Charter challenge to Ontario LTC law ‘well thought out,’ Algoma Ontario Health Coalition rep says
Posted: November 23, 2022
(November 22, 2022)
By: Jeffrey Ougler, The Sault Star
Ontario Health Coalition brands the More Beds Better Care Act as “fundamentally discriminatory” against the frail and elderly. Postmedia
With I’s dotted and T’s crossed, there is a “pretty good chance” of success for a constitutional challenge to an Ontario law that allows some discharged elderly hospital patients to be forced into a nursing home they did not choose, says an Ontario Health Coalition Algoma District representative.
OHC and the Advocacy Centre for the Elderly launched a constitutional challenge Monday in response to the Ford government’s new law that forces elderly hospital patients into long-term care homes against their choice. The two groups will be co-applicants to the Ontario Superior Court of Justice in what is known as a Charter Challenge, seeking a court ruling to strike down the law as a violation of the fundamental rights of the patients affected under the Charter of Rights and Freedoms.
“(Health-care advocates involved) have all been doing really good work for a long time and I’m sure this was well thought out and it’s not just something that they’ve pulled out of the air,” Al Dupuis told the Sault Star. “I think there’s probably a pretty good chance that it will succeed. I certainly hope that it will. I certainly hope it shines a light on the moral choices that are being made by our politicians around these issues.”
Bill 7 passed in late August and came into effect Sept. 21, but the full scope of the law was only realized Sunday when one of its most controversial components kicked in. Ontario hospitals are now required to charge a mandatory fee of $400 per day to discharged patients who refuse to go to a long-term care home arranged on their behalf.
OHC, which brands the More Beds Better Care Act as “fundamentally discriminatory” against the frail and elderly, said there is currently no way to appeal if patients are forced somewhere they don’t want to go.
The province has said the law is meant to help ease pressures on hospitals that have been overwhelmed by emergency visits and surgical backlogs.
The rules apply to hospital patients deemed by doctors to need an “alternate level of care,” who have been placed on a wait-list to get into a long-term care home. The province said there are about 1,800 such patients across the province.
OHC says there are 38,000 people on the waitlist for long-term care.
Bill 7, the coalition says, allows hospitals or discharge planners to override patient consent to secure a bed as far as 70 kilometres away in southern Ontario and 150 kilometres away in Northern regions.

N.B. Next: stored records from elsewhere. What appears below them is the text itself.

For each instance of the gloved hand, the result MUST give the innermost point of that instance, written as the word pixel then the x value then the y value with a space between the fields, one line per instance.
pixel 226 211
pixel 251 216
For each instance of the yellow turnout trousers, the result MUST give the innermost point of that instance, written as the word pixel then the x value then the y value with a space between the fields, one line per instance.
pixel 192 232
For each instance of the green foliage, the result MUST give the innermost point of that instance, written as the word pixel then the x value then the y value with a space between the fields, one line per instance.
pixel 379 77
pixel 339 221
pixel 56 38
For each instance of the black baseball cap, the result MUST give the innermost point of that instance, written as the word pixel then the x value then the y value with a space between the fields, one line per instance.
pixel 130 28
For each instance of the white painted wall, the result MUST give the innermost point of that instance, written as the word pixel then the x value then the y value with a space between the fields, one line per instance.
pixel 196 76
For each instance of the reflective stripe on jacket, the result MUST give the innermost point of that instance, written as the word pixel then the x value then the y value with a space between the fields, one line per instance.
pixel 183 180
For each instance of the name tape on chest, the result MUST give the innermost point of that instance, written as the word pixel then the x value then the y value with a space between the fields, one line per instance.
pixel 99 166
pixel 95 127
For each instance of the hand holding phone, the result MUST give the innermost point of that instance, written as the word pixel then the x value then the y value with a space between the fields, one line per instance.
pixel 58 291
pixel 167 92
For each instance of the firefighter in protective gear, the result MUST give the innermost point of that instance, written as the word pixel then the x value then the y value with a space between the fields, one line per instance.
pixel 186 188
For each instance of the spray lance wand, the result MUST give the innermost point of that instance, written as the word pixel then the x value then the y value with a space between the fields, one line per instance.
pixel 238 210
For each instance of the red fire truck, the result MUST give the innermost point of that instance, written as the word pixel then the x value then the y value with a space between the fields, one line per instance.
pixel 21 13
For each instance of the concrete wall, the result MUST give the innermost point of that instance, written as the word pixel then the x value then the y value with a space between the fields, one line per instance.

If there are no beds available, the law allows Northern residents to be sent even further afield, OHC said.
Residents in this region, Dupuis contends, are getting the shortest shrift of all.
“In Northern Ontario, (the 150-kilometre standard) could be meaningless,” said Dupuis, who retired to Blind River from Ottawa two years ago and has elderly relatives here in local long-term care facilities.
“If there’s no beds the Sault, for example, or Sudbury, and if my wife or myself found ourselves in a position where we needed long-term care, well, anywhere in Ontario is on the table now.”
Given Northern Ontario’s geographic size, with towns and cities mostly connected by undivided highways, driving long distances to see a relative could be hazardous, Dupuis said.
“It’s bad enough for someone that’s in metro Toronto where the likelihood that there may be (an available placement) is probably better than the likelihood for people in the North,” he added. “But, just the fact that’s taking away your constitutional rights under the charter to solve a problem that is not the result of some natural disaster where you might otherwise be able to say, ‘These are really, really extenuating circumstances.’ This crisis that we’re in now is the making of government policy over the last decade or more and exasperated under this government.”
Dupuis has had first-hand experience travelling Northern highways to visit senior loved ones. His mother and mother-in-law are now both in long-term care in Blind River, but were initially placed in Elliot Lake and Thessalon facilities.
“We have few facilities and there’s just fewer alternatives and the distances, just the geography,” he added.
OHC says the law also prioritizes hospitalized people waiting for beds, in effect bumping everyone else staying in their homes while awaiting long-term care. If people end up falling sick because of that, they would end up in hospital and then be discharged to a long-term care facility they don’t necessarily want.
“The solution, which is not even a solution, will only make, at best, a very small dent in the terms of occupancy in our major hospitals anyways, which are running way overcapacity in most cases,” Dupuis said. “So, it doesn’t solve the problem that it’s purported to solve. For me, it’s just outrageous that people are in this position.”
The constitutional challenge will help shine light on the matter, said Dupuis, who served as co-chair of an OHC chapter in Ottawa.
“It’s hard to believe that a government would think it could get away with this,” he added. “And I think the only way that it will get away with it, if it gets away with it, is because it falls off the radar.
“If the challenge doesn’t stand up, then the public outrage around the challenge ought to be enough to make the government back down.”